ParGANDA: Making Synthetic Pedestrians A Reality For Object Detection

Object detection is the key technique to a number of Computer Vision applications, but it often requires large amounts of annotated data to achieve decent results. Moreover, for pedestrian detection specifically, the collected data might contain some personally identifiable information (PII), which is highly restricted in many countries. This label intensive and privacy concerning task has recently led to an increasing interest in training the detection models using synthetically generated pedestrian datasets collected with a photo-realistic video game engine. The engine is able to generate unlimited amounts of data with precise and consistent annotations, which gives potential for significant gains in the real-world applications. However, the use of synthetic data for training introduces a synthetic-to-real domain shift aggravating the final performance. To close the gap between the real and synthetic data, we propose to use a Generative Adversarial Network (GAN), which performsparameterized unpaired image-to-image translation to generate more realistic images. The key benefit of using the GAN is its intrinsic preference of low-level changes to geometric ones, which means annotations of a given synthetic image remain accurate even after domain translation is performed thus eliminating the need for labeling real data. We extensively experimented with the proposed method using MOTSynth dataset to train and MOT17 and MOT20 detection datasets to test, with experimental results demonstrating the effectiveness of this method. Our approach not only produces visually plausible samples but also does not require any labels of the real domain thus making it applicable to the variety of downstream tasks.

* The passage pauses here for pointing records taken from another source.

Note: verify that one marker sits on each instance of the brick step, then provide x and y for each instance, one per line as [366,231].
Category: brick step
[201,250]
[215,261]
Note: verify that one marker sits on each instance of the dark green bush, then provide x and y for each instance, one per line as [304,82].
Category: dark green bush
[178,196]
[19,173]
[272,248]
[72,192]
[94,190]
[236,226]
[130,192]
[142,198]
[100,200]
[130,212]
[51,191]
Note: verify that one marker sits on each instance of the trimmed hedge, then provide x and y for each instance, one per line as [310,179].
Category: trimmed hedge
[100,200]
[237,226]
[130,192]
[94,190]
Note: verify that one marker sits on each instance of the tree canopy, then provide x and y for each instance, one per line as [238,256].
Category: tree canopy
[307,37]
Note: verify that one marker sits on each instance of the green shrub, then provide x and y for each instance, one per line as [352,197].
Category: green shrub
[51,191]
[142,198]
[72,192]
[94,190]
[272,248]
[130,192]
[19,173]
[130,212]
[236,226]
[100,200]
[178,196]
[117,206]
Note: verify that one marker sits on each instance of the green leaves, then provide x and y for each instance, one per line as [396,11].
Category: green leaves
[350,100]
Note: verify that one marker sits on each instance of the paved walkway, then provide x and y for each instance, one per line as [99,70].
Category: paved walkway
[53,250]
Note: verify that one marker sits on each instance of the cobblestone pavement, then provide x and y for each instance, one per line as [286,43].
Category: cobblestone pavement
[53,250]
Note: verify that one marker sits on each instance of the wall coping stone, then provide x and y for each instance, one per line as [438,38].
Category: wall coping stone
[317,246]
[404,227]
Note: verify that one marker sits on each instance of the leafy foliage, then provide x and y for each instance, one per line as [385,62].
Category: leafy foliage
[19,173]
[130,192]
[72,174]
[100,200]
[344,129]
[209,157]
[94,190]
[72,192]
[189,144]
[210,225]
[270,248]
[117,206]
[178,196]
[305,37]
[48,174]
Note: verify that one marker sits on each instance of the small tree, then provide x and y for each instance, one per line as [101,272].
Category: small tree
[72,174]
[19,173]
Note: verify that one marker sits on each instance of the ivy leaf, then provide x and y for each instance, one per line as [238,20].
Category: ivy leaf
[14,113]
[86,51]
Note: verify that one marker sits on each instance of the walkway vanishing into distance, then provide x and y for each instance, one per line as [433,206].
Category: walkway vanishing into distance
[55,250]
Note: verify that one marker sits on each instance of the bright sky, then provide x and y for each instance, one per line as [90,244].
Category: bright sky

翻译：目标检测是众多计算机视觉应用的核心技术，但通常需要大量标注数据才能获得理想效果。特别在行人检测任务中，采集的数据可能包含个人身份信息（PII），这在许多国家受到严格限制。这一标注密集且涉及隐私问题的任务，近期促使研究者们日益关注利用基于真实感视频游戏引擎生成的合成行人数据集来训练检测模型。该引擎能够生成无限量且具有精确一致标注的数据，为现实应用带来显著性能提升的潜力。然而，使用合成数据进行训练会引入"合成-真实域偏移"，从而影响最终性能。为弥合真实数据与合成数据之间的差距，我们提出采用生成对抗网络（GAN）执行参数化的非配对图像到图像转换，以生成更真实的图像。使用GAN的核心优势在于其内在偏好低级几何变化而非高级语义变化，这意味着即使经过域转换，给定合成图像的标注仍保持准确，从而消除了标注真实数据的必要性。我们基于MOTSynth数据集进行训练，并在MOT17和MOT20检测数据集上开展充分实验，实验结果验证了该方法的有效性。本方法不仅生成在视觉上合理的样本，且无需任何真实域标注，使其可适用于各类下游任务。